Hi all,
Apologies in advance, long post incoming. My wife and my mother do not get on (understandably so) for a variety of reasons. To name a few:
- my mum is very outspoken and slightly overbearing towards me (always being highly involved and overprotective / overworrying) which is the opposite of my wife's mums nature. She'd also been raised in a way thar parents could say what they wanted and it should be respected (ignorant of if right or wrong), which was inevitably part of my upbringing too.
- My dad's an alcoholic and as such we decided for our daughter to not be around him when drunk. At my last birthday he was drunk, we removed my wife and daughter, and my mum blew up questioning our decisions (as it was my birthday) directly at my wife. Causing a huge argument between me and my mum, and a lot of bad feeling obviously.
- This then re-blew up one day I was not at home when it was bought back up and my mum continued to tell my wife how the way she spoke and the way she acted was fair. Causing another argument with me and my mum, to which I finally achieved an apology for my wife from my mum.
Obviously this in itself is enough to drive my wife away from the family and understandably so, as such we've distanced ourselves, with only I attending some events leaving only birthdays and Christmases for my wife and i to attend together,
which I can cope with.
We do however now have a 1.5yr old daughter, with my wife telling me she now doesn't want my mum to have any relationship with our daughter at all, nor does she want me to take her to see my parents at all.

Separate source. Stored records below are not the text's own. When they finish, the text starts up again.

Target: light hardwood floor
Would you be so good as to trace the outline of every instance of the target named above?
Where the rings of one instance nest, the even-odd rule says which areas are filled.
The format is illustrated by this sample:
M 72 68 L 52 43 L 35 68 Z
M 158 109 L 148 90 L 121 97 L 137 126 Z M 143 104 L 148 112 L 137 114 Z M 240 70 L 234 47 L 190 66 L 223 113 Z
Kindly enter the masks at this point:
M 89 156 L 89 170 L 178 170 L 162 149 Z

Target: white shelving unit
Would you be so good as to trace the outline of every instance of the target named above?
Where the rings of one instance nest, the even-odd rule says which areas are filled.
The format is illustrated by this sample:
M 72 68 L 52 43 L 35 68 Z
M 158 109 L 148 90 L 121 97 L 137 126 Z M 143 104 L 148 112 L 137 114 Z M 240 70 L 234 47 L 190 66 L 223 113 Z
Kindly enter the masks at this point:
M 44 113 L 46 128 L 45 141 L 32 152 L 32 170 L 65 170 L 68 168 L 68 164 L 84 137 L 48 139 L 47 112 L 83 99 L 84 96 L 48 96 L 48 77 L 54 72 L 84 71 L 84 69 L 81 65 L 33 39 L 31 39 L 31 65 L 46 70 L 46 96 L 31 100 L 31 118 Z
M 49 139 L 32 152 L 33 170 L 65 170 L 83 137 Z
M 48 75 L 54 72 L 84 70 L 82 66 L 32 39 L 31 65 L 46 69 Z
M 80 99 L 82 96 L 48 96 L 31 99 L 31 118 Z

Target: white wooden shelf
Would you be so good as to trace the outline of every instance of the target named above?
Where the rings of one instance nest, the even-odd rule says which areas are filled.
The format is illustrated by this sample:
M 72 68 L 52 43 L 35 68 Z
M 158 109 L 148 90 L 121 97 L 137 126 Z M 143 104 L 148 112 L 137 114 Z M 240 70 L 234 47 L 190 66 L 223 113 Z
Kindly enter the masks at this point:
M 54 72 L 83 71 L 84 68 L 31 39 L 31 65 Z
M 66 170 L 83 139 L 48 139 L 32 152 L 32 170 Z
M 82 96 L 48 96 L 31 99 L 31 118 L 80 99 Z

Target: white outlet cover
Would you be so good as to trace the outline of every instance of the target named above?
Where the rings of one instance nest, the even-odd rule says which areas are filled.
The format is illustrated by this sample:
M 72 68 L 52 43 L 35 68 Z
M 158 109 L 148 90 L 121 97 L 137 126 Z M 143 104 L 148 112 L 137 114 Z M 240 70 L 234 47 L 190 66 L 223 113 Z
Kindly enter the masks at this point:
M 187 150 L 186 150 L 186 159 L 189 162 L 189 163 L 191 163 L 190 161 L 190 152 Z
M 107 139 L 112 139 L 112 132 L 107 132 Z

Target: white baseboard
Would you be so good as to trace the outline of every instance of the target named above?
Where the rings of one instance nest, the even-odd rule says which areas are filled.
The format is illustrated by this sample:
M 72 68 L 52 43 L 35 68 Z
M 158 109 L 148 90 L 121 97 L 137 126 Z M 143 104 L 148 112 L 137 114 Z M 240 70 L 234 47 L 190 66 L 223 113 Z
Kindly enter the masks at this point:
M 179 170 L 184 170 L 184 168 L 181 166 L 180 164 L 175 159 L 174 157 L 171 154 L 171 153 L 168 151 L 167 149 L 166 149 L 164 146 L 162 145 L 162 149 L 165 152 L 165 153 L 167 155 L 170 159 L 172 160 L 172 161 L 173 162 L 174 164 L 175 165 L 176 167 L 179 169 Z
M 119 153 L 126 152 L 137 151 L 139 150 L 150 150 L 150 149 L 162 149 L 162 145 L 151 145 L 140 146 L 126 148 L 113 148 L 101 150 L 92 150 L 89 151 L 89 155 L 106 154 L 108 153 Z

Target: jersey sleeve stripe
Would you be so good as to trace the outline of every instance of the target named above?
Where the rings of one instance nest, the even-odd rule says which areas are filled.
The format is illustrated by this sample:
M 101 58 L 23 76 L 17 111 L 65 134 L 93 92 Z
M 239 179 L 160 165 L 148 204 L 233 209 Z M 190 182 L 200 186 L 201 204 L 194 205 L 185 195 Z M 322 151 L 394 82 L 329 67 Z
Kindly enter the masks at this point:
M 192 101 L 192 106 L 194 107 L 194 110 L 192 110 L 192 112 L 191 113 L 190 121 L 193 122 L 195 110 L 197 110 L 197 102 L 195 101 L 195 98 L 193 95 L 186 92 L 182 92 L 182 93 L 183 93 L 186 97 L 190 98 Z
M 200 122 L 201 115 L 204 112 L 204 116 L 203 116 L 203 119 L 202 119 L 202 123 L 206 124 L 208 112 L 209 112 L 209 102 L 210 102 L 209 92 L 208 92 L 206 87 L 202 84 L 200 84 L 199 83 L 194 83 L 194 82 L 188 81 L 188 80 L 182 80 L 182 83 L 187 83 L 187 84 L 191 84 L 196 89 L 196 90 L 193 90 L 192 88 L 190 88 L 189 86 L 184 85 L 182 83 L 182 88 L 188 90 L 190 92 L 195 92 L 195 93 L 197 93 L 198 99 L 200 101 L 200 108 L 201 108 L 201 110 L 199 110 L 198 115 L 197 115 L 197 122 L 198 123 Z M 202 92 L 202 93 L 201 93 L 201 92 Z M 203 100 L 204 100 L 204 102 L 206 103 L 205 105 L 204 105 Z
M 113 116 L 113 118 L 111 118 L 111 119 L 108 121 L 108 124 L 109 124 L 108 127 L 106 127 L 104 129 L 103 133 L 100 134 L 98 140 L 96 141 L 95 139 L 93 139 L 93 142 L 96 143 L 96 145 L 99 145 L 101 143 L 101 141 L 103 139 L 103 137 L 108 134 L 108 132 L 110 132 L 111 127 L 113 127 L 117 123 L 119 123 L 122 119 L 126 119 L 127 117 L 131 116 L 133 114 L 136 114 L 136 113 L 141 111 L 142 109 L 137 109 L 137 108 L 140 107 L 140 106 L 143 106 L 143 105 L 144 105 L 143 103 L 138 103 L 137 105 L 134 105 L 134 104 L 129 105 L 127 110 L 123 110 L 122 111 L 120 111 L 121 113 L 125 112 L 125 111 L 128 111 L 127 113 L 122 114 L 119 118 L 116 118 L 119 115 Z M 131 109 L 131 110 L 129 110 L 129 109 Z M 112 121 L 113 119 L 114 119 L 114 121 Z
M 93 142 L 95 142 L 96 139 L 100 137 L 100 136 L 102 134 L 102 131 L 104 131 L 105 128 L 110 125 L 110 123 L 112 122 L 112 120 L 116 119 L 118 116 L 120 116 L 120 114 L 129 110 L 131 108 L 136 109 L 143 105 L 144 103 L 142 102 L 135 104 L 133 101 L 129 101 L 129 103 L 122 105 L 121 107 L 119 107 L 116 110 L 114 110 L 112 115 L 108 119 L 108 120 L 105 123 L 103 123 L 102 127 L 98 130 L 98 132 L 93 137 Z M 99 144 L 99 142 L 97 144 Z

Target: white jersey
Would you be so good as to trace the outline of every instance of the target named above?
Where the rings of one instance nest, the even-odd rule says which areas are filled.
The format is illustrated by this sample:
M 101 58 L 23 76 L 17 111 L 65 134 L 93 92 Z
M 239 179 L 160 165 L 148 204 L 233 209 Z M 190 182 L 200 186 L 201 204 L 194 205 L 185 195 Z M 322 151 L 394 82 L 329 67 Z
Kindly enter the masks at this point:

My question is, am I wrong to keep trying to push this grandmother / grandchild relationship or is it unfair to expect that relationship to continue? She's a good grandparent who's never hurt our daughter in anyway, and was always an important relationship I wanted our daughter to have prior to all of this. Id have thought it should be equal say that should be respected, but how can I navigate it and am I wrong?